Around the world there are many, many brilliant schools of thought that work with the more "spiritual" aspects of the Enneagram, and either follow closely along the original Gurdjieff/Ouspensky model, or form some level of hybrid with the psychological models.  Perhaps one of the most intense and well known is the Diamond Approach developed by A.H. Almaas.  The Ridwan Schools that follow this approach are quite rigorous and can be a bit intimidating.

Another fundamental difference in this three dimensionality was that in models of consciousness, (including Spiral Dynamics and Integral Theory) the origin is a singular point (denoting birth followed by the I/me perspective).  Consciousness expands with altitude in an enlarging funnel cloud shape, as consciousness is able to process and hold more perspectives simultaneously (the us/we expanding eventually to the "all.")

Furthermore, rather than the inorganic parallel processing of Riso's model, each of the aspects of perspective in this model may develop independently of one another at their own altitudes, following Quantum Physics and natural phenomena such as meteorology.  This meant that a synthesis of Integral Spirituality/Consciousness, Cognitive Linguistics and Hermeneutics, Spiral Dynamics, and various models of ascending consciousness could all fit within this Integral Enneagram.  Thus a funnel-shaped 3-Dimensional model of the Enneagram that is incredibly accurate in its ability to illustrate the nuances of our consciousness, from all states, quadrants, and lines was born.  Ian Blei named this new Integral Enneagram the Integram as a new and unique entity.

Perhaps most importantly, this model is able to create a tangible path toward balance and harmony of our internal components, and the intentional development of our consciousness.  Part of the accuracy is due to eschewing behavioral observations for engagement and involvement, to center on motivation and fixation, as the original Jesuit writings touched upon, and then adapts Gurdjieff's internal "pentagram" of Centers.

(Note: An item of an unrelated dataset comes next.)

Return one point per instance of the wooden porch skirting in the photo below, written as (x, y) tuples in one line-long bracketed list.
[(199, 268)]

Each of the Enneagram types has the unique gifts of the five types that comprise their "constellation" of perspectives.  These gifts are what they contribute to the full spectrum of human potential. However, each gift has a dark side. Much like the yin-yang symbol, there is a little shadow in each gift and a little gift in each shadow.

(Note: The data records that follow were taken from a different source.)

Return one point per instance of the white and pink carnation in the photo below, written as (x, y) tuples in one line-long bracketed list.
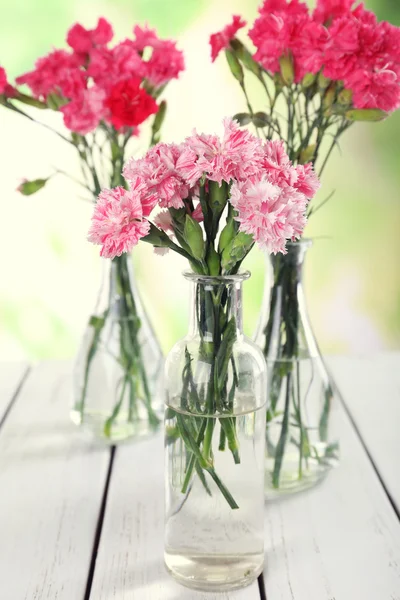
[(271, 214), (117, 221), (158, 168)]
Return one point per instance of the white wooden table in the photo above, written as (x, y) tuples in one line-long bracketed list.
[(80, 522)]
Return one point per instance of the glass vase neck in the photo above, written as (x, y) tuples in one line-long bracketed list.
[(215, 301)]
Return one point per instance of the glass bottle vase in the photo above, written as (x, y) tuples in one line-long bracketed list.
[(300, 443), (118, 371), (214, 444)]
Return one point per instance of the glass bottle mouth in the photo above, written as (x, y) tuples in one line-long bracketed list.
[(216, 279), (301, 243)]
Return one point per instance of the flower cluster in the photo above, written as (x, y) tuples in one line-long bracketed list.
[(266, 192), (345, 43), (94, 82)]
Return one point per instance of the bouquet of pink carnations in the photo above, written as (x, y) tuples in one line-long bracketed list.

Gifts and traits are certainly illuminated by the  Integram as well as the Enneagram, but that is by no means the limit of its capabilities.  We can't understand ourselves or others with a laundry list of observable traits, but as the study of Hermeneutics shows us, we can enter another person's worldview and understand what natural and social influences created their beliefs. The internal landscapes and self-talk that reveals them give us such a powerful use of the Enneagram.  We can go beyond walking in someone's shoes and see the world through their eyes.  The Enneagram shows us a model of Nine co-existing "truths."  One does not have to be wrong for another to be right, and this is the beginning of all conflict resolution, and all compassion in the world.

Optimized Results uses this philosophy and approach to improve the effectiveness of communication, and the quality of relationships.  When we can truly see how each of us views the world, and how that impacts our communication, we can begin communicating with one another, rather than talking at one another.